Tacles, nouveau livre de poésie de Philippe Guiguet Bologne
Le dessin de couverture de « Tacles », est de Omar Mahfoudi

Tacles est un poème qui peut constituer la suite de Prémisses. La période est trouble et favorable à tous les glissements. Philippe Guiguet Bologne fait ainsi délibérément le choix d’entretenir une confusion venimeuse entre le rêve d’un être aimé dans l’ombre d’une chambre et qui bientôt sera abandonné par lâcheté et un dormeur du Val feddayin trouvant un repos éternel sur les collines striées de sa Galilée natale, entre le geste de sacrifice d’Abraham, celui des musulmans le jour de l’Aïd El Kebir et la douceur ensoleillée des femmes sur les terrasses de la vieille ville de Tanger, entre une course folle dans les rues sombres et humides de la médina et l’éclat du jour sur la pierre de Jérusalem, ce grès rosé avec lequel l’éventuel narrateur construit sa demeure. D’un monde l’autre, se tresse un drame… au lecteur d’en retrouver le fil qu’il voudra bien suivre.

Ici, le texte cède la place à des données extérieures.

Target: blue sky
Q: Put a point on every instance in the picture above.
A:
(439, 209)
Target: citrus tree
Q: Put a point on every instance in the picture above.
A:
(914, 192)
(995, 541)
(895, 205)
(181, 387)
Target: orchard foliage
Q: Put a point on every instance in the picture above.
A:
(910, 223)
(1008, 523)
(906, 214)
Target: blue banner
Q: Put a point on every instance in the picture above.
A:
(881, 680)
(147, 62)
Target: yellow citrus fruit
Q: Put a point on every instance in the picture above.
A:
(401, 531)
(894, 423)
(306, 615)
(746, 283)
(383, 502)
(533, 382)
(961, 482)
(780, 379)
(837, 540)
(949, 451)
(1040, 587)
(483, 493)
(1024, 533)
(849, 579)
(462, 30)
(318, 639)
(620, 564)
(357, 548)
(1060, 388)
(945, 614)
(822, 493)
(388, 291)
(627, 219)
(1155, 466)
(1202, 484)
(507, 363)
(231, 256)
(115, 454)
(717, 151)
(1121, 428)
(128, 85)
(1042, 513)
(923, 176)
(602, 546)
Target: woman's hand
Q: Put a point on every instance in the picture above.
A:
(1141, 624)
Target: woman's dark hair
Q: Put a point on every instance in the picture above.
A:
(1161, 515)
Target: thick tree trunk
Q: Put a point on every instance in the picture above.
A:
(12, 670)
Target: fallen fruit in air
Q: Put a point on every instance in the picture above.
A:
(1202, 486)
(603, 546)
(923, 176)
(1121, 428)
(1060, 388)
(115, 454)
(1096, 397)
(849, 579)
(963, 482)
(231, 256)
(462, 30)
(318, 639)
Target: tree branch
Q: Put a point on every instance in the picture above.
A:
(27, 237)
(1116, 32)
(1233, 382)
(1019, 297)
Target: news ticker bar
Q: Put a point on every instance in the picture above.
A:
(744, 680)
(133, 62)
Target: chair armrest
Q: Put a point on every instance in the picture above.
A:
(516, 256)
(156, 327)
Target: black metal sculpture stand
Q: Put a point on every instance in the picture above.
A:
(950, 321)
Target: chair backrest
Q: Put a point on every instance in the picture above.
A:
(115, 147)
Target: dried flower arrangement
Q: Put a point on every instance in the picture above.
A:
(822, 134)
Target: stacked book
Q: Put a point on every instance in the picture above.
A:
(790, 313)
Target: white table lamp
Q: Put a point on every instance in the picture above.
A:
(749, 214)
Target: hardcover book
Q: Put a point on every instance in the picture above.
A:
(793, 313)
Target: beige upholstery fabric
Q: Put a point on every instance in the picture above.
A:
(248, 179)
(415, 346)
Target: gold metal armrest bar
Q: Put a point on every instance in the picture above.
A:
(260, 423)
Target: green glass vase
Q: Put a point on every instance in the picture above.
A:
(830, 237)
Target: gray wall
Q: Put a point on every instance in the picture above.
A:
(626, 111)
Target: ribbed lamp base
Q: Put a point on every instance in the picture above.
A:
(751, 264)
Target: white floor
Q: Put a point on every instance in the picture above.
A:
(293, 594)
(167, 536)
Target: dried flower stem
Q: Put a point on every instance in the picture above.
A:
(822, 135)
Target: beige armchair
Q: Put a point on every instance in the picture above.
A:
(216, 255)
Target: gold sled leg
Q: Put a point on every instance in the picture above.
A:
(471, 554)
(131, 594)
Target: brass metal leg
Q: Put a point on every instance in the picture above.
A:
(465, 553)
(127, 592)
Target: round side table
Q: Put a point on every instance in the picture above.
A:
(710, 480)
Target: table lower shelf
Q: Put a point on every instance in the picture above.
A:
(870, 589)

« Le dormeur du Val, pour Philippe Guiguet Bologne, est un jeune homme palestinien roulé dans le sommeil de l’amour enfui/toujours là. Dans les bras de la mort qui le menace comme le couteau d’Abraham menaçait le cou de son fils. La guerre, dans ce beau poème, épuise les ressources de l’amour : Qu’est-ce que grandir en cette friche de chaos ? interroge le poète. » Nicole de Pontcharra, août 2017.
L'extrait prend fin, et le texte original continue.